Editorial – January 2019

The new broadcasting regime will come into effect from Feb 1, 2019. It will make channels for the consumers dearer by 50 per cent. This hike in channel pricing will happen due to three reasons.

First, due to non-implementation of 15 per cent cap on discounts under bouquet. Second, due to non-reduction of cap (presently at Rs 19 per month) on individual channels being offered under bouquet. Third, some broadcasters are dictating price and restricting choice by promoting their own bouquet, deliberately making individual channels expensive.

The price rise will happen despite Trai’s assertions to the contrary. To push for early implementation of the new regime, Trai has put 12 scenario of possible combinations of channels in different bouquets, showing them to be attractive for the consumers. However, our analyses of these examples show how the tariff under new regime will still be higher by about 50 per cent compared to what a TV viewer is paying now.

Star, in order to protect its own revenue, has been obstructing implementation of Trai’s regulations through legal challenges. Finally, when Trai cleared all the hurdles by way of apex court’s ruling in Oct 2018, it is still not able to gather enough courage to implement 15 per cent discount cap and reduce cap of Rs 19 per month for channels under bouquet.

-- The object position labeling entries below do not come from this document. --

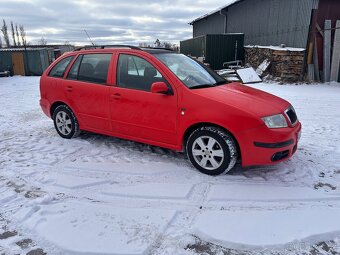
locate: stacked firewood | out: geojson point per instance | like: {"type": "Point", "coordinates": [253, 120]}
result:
{"type": "Point", "coordinates": [284, 64]}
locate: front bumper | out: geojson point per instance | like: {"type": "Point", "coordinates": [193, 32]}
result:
{"type": "Point", "coordinates": [264, 146]}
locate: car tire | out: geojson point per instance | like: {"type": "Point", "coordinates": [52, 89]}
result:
{"type": "Point", "coordinates": [65, 122]}
{"type": "Point", "coordinates": [211, 150]}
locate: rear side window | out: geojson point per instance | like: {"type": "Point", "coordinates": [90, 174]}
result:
{"type": "Point", "coordinates": [136, 73]}
{"type": "Point", "coordinates": [91, 68]}
{"type": "Point", "coordinates": [73, 73]}
{"type": "Point", "coordinates": [59, 69]}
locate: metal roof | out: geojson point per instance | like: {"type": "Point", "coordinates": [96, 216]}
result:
{"type": "Point", "coordinates": [215, 11]}
{"type": "Point", "coordinates": [23, 49]}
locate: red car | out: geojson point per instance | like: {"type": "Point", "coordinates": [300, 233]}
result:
{"type": "Point", "coordinates": [167, 99]}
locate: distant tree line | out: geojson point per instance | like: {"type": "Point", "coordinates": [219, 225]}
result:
{"type": "Point", "coordinates": [18, 35]}
{"type": "Point", "coordinates": [159, 44]}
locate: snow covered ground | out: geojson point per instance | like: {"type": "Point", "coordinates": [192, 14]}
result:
{"type": "Point", "coordinates": [103, 195]}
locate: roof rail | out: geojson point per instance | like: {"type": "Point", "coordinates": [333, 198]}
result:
{"type": "Point", "coordinates": [90, 47]}
{"type": "Point", "coordinates": [157, 48]}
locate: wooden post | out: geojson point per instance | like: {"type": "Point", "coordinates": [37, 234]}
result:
{"type": "Point", "coordinates": [327, 51]}
{"type": "Point", "coordinates": [336, 54]}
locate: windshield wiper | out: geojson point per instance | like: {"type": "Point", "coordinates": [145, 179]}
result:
{"type": "Point", "coordinates": [203, 86]}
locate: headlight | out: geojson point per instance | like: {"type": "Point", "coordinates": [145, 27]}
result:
{"type": "Point", "coordinates": [275, 121]}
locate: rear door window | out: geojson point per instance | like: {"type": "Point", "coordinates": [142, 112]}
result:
{"type": "Point", "coordinates": [73, 73]}
{"type": "Point", "coordinates": [59, 69]}
{"type": "Point", "coordinates": [91, 68]}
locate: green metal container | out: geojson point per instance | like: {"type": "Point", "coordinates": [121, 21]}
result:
{"type": "Point", "coordinates": [216, 48]}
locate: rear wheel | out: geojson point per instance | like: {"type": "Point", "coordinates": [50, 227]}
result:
{"type": "Point", "coordinates": [65, 122]}
{"type": "Point", "coordinates": [211, 150]}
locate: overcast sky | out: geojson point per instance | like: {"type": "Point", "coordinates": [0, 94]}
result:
{"type": "Point", "coordinates": [106, 21]}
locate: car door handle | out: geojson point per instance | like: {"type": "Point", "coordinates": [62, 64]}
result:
{"type": "Point", "coordinates": [115, 96]}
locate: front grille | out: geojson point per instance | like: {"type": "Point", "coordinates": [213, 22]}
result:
{"type": "Point", "coordinates": [291, 115]}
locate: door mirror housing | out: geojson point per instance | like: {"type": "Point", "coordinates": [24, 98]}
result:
{"type": "Point", "coordinates": [160, 88]}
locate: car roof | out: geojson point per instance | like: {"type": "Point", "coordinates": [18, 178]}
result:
{"type": "Point", "coordinates": [109, 48]}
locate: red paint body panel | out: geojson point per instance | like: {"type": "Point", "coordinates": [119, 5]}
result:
{"type": "Point", "coordinates": [162, 120]}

By such inaction, Trai is encouraging bundling to be in the hands of broadcasters instead of allowing it to be decided by the distributors. After all, the distributors know well the local markets and can bundle the channels in a consumer friendly manner.

Our cover story presents a true and fair picture of the new broadcasting regulatory regime and its on-ground fallout impacting the consumers negatively.